DNS reagent was utilized to determine each sample’s total reducing sugar contents and compare it with our method. DNS reagent was prepared according to the Miller method [17] as follows: 20 g of potassium sodium tartrate was dissolved in 20 mL distilled water and stirred to totally dissolved, then sodium hydroxide (1 g, 20 mL) was added, followed by 1 g of 3,5-dinitrosalicylic acid prepared in 60 mL of distilled water. While the solution was mixed by magnetic stirrer with a hot plate at 90–95 °C, 50 mg of sodium sulfide was added followed 200 mg of phenol. After the components were dissolved entirely, the final solution was filtered with filter paper, then transferred the solution in dark glass bottles and stored at ambient temperature. Reducing sugar was determined according to DNS reagent: 250 µL of each sample was mixed with 250 µL of different Tris–HCl buffers (0.2 M, PH 7.0) and 500 µL DNS reagent. The reaction mixture was incubated for 10 min at 95 °C in a boiling water bath before cooling then the absorbance was recorded at 560 nm. A standard maltose concentration curve was used to determine the total reducing sugar contents.
3. Results and Discussion
3.1. Gelatin-Silver Method Optimization
The proposed method for RS detection was optimized, considering some crucial factors, including gelatin-silver nitrate ratio, time, PH, temperature, and color formation. Maltose was selected as a representative RS for the method optimization. Figure 1 shows the effect of the gelatin-silver ratio on the developed optical density (OD) value that was measured at the SPR of the in situ formed AgNPs. As shown in the figure, the ratio 1:3 w/w of gelatin-silver nitrate ratio was most effective in color formation owing to the in situ AgNPs. The inset color image reveals the intensity of the SPR color of AgNPs.

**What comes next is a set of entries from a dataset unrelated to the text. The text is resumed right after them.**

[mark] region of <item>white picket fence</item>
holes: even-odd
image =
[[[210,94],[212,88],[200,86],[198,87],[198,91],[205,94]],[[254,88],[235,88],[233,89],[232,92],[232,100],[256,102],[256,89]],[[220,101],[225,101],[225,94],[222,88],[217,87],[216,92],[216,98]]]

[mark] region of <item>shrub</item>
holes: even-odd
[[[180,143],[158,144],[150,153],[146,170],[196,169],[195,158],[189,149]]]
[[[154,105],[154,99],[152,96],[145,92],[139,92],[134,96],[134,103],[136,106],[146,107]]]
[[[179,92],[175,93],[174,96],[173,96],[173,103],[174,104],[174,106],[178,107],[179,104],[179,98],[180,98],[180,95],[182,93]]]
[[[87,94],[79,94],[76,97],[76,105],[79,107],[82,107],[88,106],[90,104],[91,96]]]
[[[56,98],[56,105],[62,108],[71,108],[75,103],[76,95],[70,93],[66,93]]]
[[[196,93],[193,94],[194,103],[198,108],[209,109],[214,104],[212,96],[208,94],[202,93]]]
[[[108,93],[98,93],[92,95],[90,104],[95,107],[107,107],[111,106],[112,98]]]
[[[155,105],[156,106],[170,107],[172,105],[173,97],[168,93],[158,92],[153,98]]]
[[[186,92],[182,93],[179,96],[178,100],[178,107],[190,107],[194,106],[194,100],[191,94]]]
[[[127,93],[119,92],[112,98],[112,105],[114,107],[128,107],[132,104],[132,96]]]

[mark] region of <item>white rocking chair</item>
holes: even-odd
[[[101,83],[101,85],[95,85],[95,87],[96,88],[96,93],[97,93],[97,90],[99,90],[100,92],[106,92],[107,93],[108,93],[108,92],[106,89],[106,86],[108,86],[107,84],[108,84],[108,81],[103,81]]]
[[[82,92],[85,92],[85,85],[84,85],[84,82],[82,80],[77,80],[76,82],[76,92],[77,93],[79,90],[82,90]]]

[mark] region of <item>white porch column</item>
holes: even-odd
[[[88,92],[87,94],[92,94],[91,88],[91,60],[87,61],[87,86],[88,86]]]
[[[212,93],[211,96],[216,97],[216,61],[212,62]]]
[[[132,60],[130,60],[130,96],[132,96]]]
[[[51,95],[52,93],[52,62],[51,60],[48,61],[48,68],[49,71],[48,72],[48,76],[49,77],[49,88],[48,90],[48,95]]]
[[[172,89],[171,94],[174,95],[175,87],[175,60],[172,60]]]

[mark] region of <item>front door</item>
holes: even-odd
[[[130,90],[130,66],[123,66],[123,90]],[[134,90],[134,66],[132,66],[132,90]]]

The UV-visible spectrum of the in situ-formed AgNPs is shown in Figure 2. The SPR peak is displayed at 434 nm to confirm the formation of AgNPs due to the occurrence of a redox reaction between silver nitrate and maltose-reducing sugar. The successful appearance of stable color due to gelatin-capped AgNPs confirms their formation in agreement with other similar green syntheses of AgNPs [33].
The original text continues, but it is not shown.